Türkiye sadece Yunanistan tehdidi için bu kadar güçleniyor olabilir mi? Türkiye tükürüğü ile boğar Yunanistan’ı, Kuzey Kıbrıs Rum Kesimini…
Dünya büyük savaşa hazırlanıyor, biz de hazırlanıyoruz.
Kaan, 14 tane insansız Anka Jet ile ya da Kızılelma ile uçacak… Bu uçaklar hem de seyir füzeleriyle, süpersonik füzelerle, havadan havaya füzelerle, ağır bombardıman bombalarıyla uçacak. Düşünün bu gücü… Bu güç niye sizce?
Bunu aklımızdan çıkarmamamız gerekiyor.
Emin olun ki, Amerika Birleşik Devletleri, Türkiye ile anlaşmak zorunda. Pasifik’teki büyük savaşta Amerika’nın karşısında olan bir Türkiye, Amerika’nın bitişi demektir. Bunu bilmezler mi?

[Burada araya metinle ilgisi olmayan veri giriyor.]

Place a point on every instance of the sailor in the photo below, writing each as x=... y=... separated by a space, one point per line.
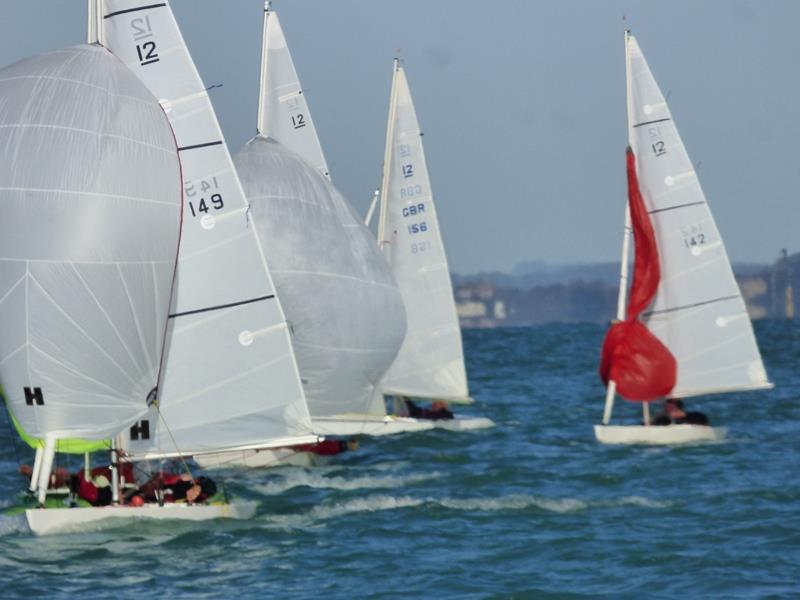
x=170 y=487
x=673 y=413
x=438 y=410
x=328 y=447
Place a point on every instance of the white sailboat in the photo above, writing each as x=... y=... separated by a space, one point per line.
x=336 y=285
x=430 y=363
x=697 y=312
x=230 y=379
x=87 y=252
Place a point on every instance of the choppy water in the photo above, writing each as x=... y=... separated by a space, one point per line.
x=534 y=508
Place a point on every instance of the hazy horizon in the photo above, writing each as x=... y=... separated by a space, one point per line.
x=522 y=104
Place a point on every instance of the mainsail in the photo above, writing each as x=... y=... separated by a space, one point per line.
x=336 y=286
x=91 y=192
x=231 y=379
x=698 y=311
x=283 y=113
x=431 y=361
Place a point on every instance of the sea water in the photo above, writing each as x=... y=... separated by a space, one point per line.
x=534 y=508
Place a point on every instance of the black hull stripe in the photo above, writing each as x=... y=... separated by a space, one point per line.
x=652 y=212
x=196 y=146
x=695 y=305
x=221 y=306
x=127 y=10
x=651 y=122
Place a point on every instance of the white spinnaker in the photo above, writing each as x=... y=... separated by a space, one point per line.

Çok açık yazıyorum, F35’leri verelim diye bizi çağıracaklar ama Türkiye artık F35’e ihtiyacı olmayacak. Fethullah Gülen’i iade edecekler, bunlara şahit olacağız.
Türkiye kabuğunu kırdı, çekiliş durdu, şimdi başka konulardan bahsedeceğiz, onların vaktindeyiz. Mesela biliyor musun genç kardeşim, artık Türkiye’nin S400’e de Patriot’a da ihtiyacı yok, Türkiye SİPER Savunma Sistemini ve 450 km + menzili ile Erken İhbar Radarı Sistemini (EİRS) üretiyor. Bunun ne demek olduğunu biliyor musun?
Türkiye’yi Recep Tayyip Erdoğan yönetiyor ve artık Türkiye sabrının sonuna geldi, bunu AB de, NATO da, ABD de biliyor, bilmesi gerekiyor.
Bilmezlerse de kendileri bilir.
Türk Milleti o eski millet değil, Türkiye o eski devlet değil. Bambaşka bir Türkiye’den bahsediyoruz. Akıllı olalım, bunu görelim.
Onun için de bizim birliğimiz beraberliğimiz çok önemli. Cumhurbaşkanımız Recep Tayyip Erdoğan bu milleti bu noktaya getirdi, Allah ondan razı olsun ve bizlere de yakışan birliğimizi dirliğimizi koruyarak güçlü yarınlara yürümektir.
Kardeşim, yarınlar artık çok geç değil ve güçlü Türkiye de artık hayal değil. Bundan emin ol.